Top 5 surprising facts about Singapore

Singapore hosted an enormous party to celebrate 50 years of independence. On Sunday 9th August, Singapore commemorated five decades of independence from Malaysia and hosted the biggest and most expensive celebration the country has ever seen.

The national party - SG50 - had  its own logo that organisers claim embodied the Singaporean spirit "signifying that our dreams are not limited by the physical size of our island nation".

Costing almost £9.6 million, the extravaganza was held on the historic Padang and on the beautiful waterfront, where more than 150,000 people convened and participated.

Some 12,000 organisers and crew have been involved in putting together the spectacular national event, which included a nine-day light display, a book-giving ceremony, a fighter jet display, concerts and a carnival.

The national day is perceived as a special moment to look back on Singapore's history and celebrate the progress it has made since securing its independence on 9th August 1965.  It is a nation that is clearly very proud of its heritage and culture. 

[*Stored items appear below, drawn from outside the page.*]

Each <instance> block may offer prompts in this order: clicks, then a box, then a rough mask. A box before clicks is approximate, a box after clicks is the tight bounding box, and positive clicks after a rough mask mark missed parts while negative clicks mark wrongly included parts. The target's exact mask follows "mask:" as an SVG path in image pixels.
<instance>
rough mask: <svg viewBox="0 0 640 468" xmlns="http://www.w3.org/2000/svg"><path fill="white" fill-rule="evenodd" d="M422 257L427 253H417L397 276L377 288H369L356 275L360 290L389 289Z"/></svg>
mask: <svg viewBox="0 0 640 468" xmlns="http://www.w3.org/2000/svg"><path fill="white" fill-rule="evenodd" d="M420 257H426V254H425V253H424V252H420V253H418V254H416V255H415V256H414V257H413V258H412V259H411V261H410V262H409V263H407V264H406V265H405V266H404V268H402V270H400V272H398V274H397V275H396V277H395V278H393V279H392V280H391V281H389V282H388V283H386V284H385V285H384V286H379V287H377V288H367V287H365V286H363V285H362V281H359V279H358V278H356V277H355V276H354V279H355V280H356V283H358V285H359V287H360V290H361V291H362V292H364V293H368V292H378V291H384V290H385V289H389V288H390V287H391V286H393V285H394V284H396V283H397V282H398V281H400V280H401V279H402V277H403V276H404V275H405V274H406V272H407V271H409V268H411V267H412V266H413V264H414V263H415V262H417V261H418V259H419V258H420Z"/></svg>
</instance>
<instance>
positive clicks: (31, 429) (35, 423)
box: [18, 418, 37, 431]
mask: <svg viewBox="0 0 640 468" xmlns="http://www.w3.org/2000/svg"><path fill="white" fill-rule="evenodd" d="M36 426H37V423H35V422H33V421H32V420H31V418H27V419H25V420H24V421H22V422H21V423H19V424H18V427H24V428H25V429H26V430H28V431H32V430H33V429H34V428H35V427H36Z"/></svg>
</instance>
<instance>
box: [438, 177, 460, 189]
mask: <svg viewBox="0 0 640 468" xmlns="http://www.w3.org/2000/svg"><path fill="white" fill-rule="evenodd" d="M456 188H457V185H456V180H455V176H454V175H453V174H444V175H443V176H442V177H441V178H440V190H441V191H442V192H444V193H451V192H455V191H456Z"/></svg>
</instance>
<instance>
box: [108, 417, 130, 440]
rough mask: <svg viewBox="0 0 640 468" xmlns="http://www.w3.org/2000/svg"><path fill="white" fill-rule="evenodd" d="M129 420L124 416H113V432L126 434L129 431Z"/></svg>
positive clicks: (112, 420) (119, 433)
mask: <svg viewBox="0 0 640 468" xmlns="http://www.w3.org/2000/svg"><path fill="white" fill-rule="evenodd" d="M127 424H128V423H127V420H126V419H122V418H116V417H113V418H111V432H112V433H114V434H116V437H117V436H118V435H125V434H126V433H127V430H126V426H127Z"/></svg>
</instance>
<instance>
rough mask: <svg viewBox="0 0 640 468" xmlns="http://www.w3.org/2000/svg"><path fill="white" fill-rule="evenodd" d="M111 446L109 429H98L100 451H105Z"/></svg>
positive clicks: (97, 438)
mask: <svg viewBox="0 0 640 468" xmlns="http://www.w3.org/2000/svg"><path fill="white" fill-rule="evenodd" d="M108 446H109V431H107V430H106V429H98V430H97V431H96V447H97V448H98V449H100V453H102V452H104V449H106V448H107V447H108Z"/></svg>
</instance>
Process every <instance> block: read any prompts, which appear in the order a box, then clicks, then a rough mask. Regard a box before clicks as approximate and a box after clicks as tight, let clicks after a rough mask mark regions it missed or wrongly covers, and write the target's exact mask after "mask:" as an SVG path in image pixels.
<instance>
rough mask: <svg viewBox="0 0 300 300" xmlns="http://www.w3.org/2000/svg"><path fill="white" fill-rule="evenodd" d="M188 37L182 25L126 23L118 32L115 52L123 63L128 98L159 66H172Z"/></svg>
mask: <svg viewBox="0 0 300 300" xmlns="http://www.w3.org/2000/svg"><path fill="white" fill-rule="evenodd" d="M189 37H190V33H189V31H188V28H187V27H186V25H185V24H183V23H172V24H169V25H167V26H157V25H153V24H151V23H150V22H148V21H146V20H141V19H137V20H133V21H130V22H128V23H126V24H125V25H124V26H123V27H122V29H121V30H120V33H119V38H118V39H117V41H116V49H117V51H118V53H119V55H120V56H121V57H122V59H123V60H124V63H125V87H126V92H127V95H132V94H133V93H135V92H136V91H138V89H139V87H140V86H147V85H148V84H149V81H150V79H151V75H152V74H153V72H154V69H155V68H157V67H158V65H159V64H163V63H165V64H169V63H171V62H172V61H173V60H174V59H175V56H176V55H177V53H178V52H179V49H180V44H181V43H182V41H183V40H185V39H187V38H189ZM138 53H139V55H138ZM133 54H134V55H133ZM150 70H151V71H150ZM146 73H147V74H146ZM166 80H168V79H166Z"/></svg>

Here are five facts that you may not know about Singapore.
 

Fastest walkers in the world

The people of Singapore don't like to dilly-dally when they've got places to be, as the nation is home to the fastest walkers in the world, according to a study from the University of Hertfordshire. Out of 32 countries, Singaporeans were found to have the quickest pace when out and about. Researchers timed how long it took 35 men and women to walk 18 metres, ignoring anyone distracted by a phone or weighed down by shopping bags. Those from Singapore took 10.55 seconds to walk the distance, compared to the 10.89 in Madrid, 11.03 in Dublin and 12 in New York.  
 

There are no lions in Lion City

With a name like Lion City, you would expect the place to be full of the big cats in zoos and sanctuaries. But this is not the case, the city has never actually been home to any prides. The name stems from the 13th century, when an Indonesian king saw a creature he believed to be a lion and named it Singapura, which means Lion City in Sanskrit. While there are no real lions in the city, the Merlion has become Singapore's mascot.
 

A hug can get you a bottle of Coca-Cola

While many other cities in the world can claim to have the biggest building or shopping mall, only Singapore lets you exchange a hug for a Coke. The city is home to the globe's only 'Hug Me' Coca-Cola machine, which dispenses bottles when a person wraps their arms around it. This means you can quench your thirst for the price of a simple hug.
 

Chewing gum is illegal

Have you ever stood or sat in chewing gum and cursed its existence? Well, Singapore could be your ideal place to live or holiday, as the confectionery has been banned since 1992. Actually, you can chew it, but it's illegal to import or sell it, so you would need to visit some sort of black market specialising in gum or get it prescribed by a doctor. It was outlawed because vandals kept sticking it over door sensors on trains to stop them from functioning properly, which disrupted services. The punishment for gum trafficking is a fine of up to £49,000 and a maximum jail sentence of two years.
 

Cartoon Network doesn't know where Singapore is

Despite being independent for 40 years at the time, Cartoon Network released an episode of Foster's Home for Imaginary Friends in 2005 that revealed it believed Singapore was in Malaysia. In an argument between the characters Mac and Terrence, the former tells the latter that the city is in Malaysia, despite it being an independent country off the coast of the Malay Peninsula.